Episodios nacionales para ninos
Episodios nacionales para ninos Ya no se comía. ¿Para qué, si se esperaba la muerte de un momento a otro? Centenares, miles de hombres perecían en las voladuras, y la epidemia había tomado carácter fulminante. Ya no había parientes ni amigos; menos aún: ya los hombres no se conocían unos a otros; y ennegrecidos los rostros por la tierra, por el humo, por la sangre, desencajados y cadavéricos, al juntarse después del combate, se preguntaban: «¿Quién eres tú?, ¿quién es usted?».
Pasó un día después de la explosión de San Francisco; día horrible que no parece haber existido en las series del tiempo, sino tan sólo en el reino engañoso de la imaginación.
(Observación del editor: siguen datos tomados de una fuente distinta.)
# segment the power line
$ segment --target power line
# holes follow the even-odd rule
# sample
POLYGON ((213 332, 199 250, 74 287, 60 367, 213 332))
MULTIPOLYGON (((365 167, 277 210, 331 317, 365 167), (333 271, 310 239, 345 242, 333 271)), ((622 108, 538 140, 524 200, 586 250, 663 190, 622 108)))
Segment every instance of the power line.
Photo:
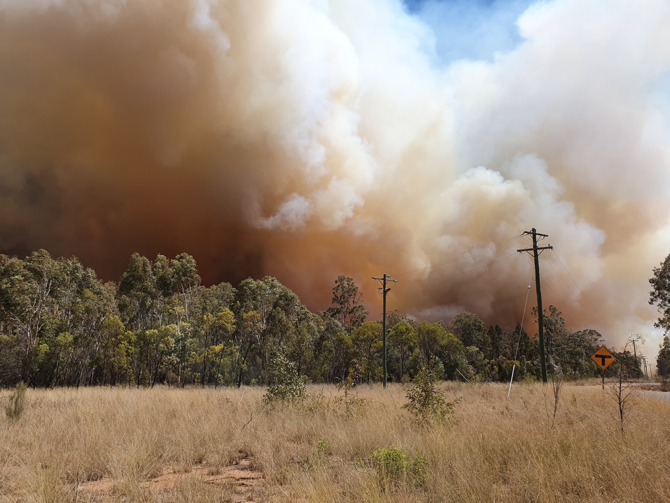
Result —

Yo fui a la calle de las Arcadas poco antes de que se hundieran sus casas. Volví al Coso a cumplir la misión que se me encargó, y por el camino supe que descubierta y comprobada la traición de Candiola, éste fue encerrado en la Torre Nueva, hasta que el consejo de guerra sentenciara sobre el castigo que debía imponérsele. Para no cansaros os diré que el feroz tacaño fue fusilado en la misma plaza de San Felipe al amanecer del día siguiente. Yo tuve la desgracia de mandar el pelotón que puso fin a su aborrecida existencia.